A Brief Breadfruit History

Breadfruit, which likely stemmed from its ancestor breadnut in New Guinea, has been a main crop among Pacific islanders for millennia, Ragone says. When early explorers saw breadfruit in the Pacific Islands, they took it with them to Jamaica as a “foodstuff for slaves,” Encyclopedia Britannica reports. But slaves across Jamaica were more interested in plantains; they didn’t take to the fruit. It took roughly 50 years for breadfruit to make its way into Caribbean cuisine.

Its roots in Hawaii go back even further. Ancient voyaging Polynesians took the tree to present-day breadfruit haven, Hawaii. The fruit became integral to ancient Hawaiian culture and spiritual life for hundreds of years before the islands had contact with westerners. Tour Maui reports that ancient Hawaiian breadfruit groves were large enough to sustain 75,000 people. Some of Hawaii’s present-day trees are the offspring of groves planted centuries ago.

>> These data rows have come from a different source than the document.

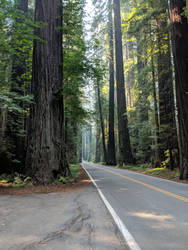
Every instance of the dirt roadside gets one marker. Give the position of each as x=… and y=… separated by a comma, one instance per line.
x=72, y=218
x=82, y=182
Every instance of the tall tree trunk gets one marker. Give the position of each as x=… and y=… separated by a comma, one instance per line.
x=167, y=131
x=111, y=157
x=156, y=118
x=46, y=158
x=179, y=42
x=16, y=121
x=125, y=154
x=101, y=121
x=97, y=151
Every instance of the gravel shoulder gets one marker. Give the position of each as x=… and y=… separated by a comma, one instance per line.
x=74, y=219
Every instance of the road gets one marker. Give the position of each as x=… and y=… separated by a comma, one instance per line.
x=69, y=220
x=154, y=210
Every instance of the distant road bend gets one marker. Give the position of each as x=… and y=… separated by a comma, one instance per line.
x=153, y=211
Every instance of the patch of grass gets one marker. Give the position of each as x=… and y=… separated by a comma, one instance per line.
x=160, y=172
x=15, y=180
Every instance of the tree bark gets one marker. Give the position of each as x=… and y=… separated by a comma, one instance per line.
x=179, y=42
x=101, y=121
x=125, y=154
x=46, y=159
x=111, y=157
x=167, y=124
x=16, y=121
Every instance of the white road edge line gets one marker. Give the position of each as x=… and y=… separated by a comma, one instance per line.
x=127, y=236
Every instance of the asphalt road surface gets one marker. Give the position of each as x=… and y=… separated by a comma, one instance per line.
x=154, y=210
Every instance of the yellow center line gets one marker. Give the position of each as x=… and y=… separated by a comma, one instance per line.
x=149, y=186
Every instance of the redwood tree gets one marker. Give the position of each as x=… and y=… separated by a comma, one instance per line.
x=111, y=156
x=180, y=40
x=45, y=158
x=125, y=154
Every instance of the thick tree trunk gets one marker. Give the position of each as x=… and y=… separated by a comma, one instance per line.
x=156, y=118
x=179, y=43
x=125, y=154
x=97, y=151
x=167, y=124
x=111, y=157
x=16, y=121
x=101, y=121
x=46, y=158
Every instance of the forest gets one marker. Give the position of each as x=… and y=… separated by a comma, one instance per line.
x=103, y=81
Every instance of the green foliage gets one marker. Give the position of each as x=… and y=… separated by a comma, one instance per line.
x=15, y=180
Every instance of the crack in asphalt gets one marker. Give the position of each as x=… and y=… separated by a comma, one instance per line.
x=71, y=226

Breadfruit trees now grow across Earth’s tropical belt, including in Nicaragua, Puerto Rico, Hawaii, Ghana and Myanmar. Ragone says it’s easily perishable, “softening within one to a few days after harvest,” which means it’s tough to find outside the tropics. But online retailers like Miami Fruit do ship it across the mainland U.S.


Eating Breadfruit

Breadfruit is safe for eating and cooking across all development stages, according to the NTBG. Most people use it when it’s mature but still firm, and either boil, steam or bake it. As a notoriously starchy crop, breadfruit can replace potatoes or pasta, and it’s a great alternative for potato chips or french fries. When it’s green and hard, it tastes similar to artichoke. But it’s also tasty when simply eaten raw. When it’s very ripe, breadfruit has a creamy, sweet flavor, perfect for desserts or pureed for baby food, the NTBG says.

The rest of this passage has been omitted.